You leave time together feeling encouraged, valued, respected and appreciated, which strengthens confidence and reminds us that we matter.
3. They support what matters to you
Whether you're working towards better fitness, learning a language, starting a new hobby or simply trying to create healthier habits, supportive friends become allies rather than obstacles.
They ask how you're getting on.
They encourage your progress.
They celebrate your successes, however small.
Knowing someone believes in you often makes it much easier to keep going.
4. They stand beside you when life becomes difficult
Perhaps this is the greatest gift of all.
Life eventually brings illness, grief, disappointment, uncertainty and loss.
A true friend doesn't necessarily have all the answers.
They simply stay.
Sometimes a phone call.
Sometimes a walk.
Sometimes sitting together over a cup of tea.
Knowing someone genuinely cares can make even life's hardest seasons feel more manageable.
Six ways to nurture life-giving friendships - even when life feels busy
Healthy friendships rarely happen by accident.
Like our physical health, they benefit from small, consistent investments over time.
Here are seven practical ways to strengthen the friendships that matter most.
1. Be the one who reaches out
Many people assume everyone else is too busy.
In reality, lots of people are hoping someone will make the first move.
Send the message.
Pick up the phone.
Invite someone for coffee or a walk.
Don't wait for the perfect opportunity.
Small invitations often lead to meaningful conversations.
2. Put friendship in your diary
We schedule medical appointments, meetings and holidays.

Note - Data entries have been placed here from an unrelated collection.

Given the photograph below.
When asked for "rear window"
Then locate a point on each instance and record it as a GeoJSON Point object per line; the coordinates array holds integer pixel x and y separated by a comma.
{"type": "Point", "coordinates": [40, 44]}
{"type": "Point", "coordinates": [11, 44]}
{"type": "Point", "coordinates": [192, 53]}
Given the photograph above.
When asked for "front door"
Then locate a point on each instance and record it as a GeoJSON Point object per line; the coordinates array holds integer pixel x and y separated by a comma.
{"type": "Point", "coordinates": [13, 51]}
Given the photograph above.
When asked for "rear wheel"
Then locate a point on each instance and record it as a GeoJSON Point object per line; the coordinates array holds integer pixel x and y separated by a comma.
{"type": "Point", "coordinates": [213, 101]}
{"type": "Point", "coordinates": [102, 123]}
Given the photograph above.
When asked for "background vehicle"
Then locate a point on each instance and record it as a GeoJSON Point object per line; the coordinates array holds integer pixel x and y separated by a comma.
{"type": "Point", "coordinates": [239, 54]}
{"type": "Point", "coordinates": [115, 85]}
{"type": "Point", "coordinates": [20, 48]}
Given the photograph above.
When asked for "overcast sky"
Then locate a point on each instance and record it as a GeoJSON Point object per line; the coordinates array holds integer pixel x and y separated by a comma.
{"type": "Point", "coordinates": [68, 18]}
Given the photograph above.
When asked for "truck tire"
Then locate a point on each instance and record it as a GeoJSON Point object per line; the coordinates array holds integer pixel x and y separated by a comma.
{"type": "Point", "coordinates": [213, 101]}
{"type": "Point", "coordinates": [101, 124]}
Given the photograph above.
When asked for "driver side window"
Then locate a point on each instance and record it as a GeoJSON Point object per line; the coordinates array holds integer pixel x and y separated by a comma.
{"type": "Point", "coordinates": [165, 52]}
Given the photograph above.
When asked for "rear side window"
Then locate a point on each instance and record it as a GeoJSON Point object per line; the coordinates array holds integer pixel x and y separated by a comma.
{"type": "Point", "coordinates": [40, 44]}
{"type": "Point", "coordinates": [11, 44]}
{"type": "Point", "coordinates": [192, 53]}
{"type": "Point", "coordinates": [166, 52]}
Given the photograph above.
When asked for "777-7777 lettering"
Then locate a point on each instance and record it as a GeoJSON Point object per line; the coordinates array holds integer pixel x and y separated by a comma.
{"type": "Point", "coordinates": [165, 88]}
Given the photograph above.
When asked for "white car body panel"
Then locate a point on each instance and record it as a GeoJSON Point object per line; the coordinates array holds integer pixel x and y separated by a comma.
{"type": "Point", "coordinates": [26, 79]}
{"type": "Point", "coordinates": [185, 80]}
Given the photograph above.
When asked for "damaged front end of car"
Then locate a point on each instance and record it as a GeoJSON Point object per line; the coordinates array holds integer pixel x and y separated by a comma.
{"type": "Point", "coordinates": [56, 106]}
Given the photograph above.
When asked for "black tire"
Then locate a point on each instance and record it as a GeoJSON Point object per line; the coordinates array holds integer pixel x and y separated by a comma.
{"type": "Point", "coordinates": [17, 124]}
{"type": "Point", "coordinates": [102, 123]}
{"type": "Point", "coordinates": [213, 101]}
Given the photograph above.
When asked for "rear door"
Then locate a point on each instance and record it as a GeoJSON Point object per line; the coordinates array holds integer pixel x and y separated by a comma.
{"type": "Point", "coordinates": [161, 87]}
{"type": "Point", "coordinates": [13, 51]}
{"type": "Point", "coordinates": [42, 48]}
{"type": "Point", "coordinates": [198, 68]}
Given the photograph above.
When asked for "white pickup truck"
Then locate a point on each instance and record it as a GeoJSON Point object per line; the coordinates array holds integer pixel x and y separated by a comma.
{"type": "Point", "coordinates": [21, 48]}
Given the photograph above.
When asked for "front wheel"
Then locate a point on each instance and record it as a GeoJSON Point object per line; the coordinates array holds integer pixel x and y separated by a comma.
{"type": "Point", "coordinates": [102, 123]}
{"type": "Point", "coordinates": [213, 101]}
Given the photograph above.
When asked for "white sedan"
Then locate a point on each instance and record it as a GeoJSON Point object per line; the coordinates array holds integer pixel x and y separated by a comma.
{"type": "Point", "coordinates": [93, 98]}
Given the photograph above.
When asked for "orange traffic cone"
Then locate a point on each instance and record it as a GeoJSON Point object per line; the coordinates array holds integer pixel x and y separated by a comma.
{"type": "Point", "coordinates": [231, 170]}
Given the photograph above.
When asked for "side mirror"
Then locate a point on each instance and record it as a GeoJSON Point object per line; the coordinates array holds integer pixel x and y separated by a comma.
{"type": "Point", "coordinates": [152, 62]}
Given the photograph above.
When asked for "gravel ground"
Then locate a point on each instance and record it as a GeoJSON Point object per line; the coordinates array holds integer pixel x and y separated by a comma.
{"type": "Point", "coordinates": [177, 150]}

Maybe friendships deserve space too.
Perhaps you could arrange:
a monthly coffee
a quarterly walk
breakfast every six weeks
a regular video call with a friend who lives further away
When friendship becomes part of your routine, it's much more likely to happen.
3. Combine friendship with healthy habits
Two healthy habits can strengthen each other beautifully.

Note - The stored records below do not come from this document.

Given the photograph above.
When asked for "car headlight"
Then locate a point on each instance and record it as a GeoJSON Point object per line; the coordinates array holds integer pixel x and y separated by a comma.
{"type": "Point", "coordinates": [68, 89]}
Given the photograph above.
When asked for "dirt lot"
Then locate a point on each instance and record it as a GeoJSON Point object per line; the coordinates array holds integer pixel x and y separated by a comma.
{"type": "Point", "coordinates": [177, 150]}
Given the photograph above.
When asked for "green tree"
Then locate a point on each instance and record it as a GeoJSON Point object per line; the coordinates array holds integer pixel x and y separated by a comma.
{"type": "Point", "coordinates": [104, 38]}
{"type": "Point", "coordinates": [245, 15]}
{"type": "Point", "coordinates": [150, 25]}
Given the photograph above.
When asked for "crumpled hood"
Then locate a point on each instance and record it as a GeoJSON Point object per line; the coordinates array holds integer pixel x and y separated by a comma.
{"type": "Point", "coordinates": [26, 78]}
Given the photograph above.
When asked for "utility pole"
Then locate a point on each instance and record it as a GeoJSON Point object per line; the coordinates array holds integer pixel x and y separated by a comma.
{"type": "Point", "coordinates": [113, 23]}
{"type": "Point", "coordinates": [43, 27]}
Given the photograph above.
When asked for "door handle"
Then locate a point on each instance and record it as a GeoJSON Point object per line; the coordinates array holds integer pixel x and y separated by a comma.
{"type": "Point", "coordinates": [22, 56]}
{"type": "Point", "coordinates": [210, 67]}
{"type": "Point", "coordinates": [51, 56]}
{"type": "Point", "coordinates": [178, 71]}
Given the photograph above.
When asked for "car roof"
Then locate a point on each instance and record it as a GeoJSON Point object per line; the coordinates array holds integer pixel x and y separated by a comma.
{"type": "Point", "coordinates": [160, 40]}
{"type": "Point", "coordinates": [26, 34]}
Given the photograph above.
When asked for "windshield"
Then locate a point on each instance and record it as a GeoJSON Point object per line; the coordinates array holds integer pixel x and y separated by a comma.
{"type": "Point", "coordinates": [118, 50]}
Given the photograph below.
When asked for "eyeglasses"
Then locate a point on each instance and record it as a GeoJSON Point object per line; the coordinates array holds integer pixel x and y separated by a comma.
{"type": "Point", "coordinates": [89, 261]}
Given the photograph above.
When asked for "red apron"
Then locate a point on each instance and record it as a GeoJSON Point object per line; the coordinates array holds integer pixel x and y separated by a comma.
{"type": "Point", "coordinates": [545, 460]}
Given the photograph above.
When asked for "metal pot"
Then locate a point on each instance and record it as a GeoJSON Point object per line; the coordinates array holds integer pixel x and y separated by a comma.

Instead of meeting only over a meal, why not:
walk together
visit a local garden
try a new exercise class
volunteer together
explore somewhere you've never been
learn a new skill together
Your brain benefits from both the activity and the companionship.
4. Celebrate each other's successes
Friendships shouldn't only exist for difficult days.
Celebrate promotions.
Birthdays.
Health improvements.
Personal achievements.
Learning something new.
Small victories deserve recognition too.
Sharing joy strengthens relationships just as much as sharing hardship.
5. Be willing to ask for support
One of the greatest gifts you can give another person is your full attention.
Many of us are far better at offering help than receiving it.
Yet allowing trusted friends to support us often deepens relationships rather than weakening them.
Real friendship isn't one-sided. It's built on giving and receiving over many years.
6. Stay open to new friendships
It's easy to think friendship becomes fixed after a certain age. Thankfully, that's simply not true. Some of the strongest friendships begin later in life.
You might meet someone through:
volunteering
a walking group
church or community activities
a book club
an evening class
a hobby you've always wanted to try
One conversation has the potential to become a lifelong friendship.
Final thoughts
Healthy ageing isn't only about what's on your plate or how many steps you've walked today. It's also about the people who walk alongside you.
The friends who make you laugh.
The friends who believe in you.
The friends who encourage your growth.
The friends who celebrate your successes.
And the friends who quietly stay beside you when life becomes difficult.
Those relationships don't just enrich your life. They strengthen your resilience, support your emotional wellbeing and help create an environment in which your brain can thrive.
So this week, why not invest in one friendship?
It may be one of the healthiest decisions you make - not only for today, but for many years to come.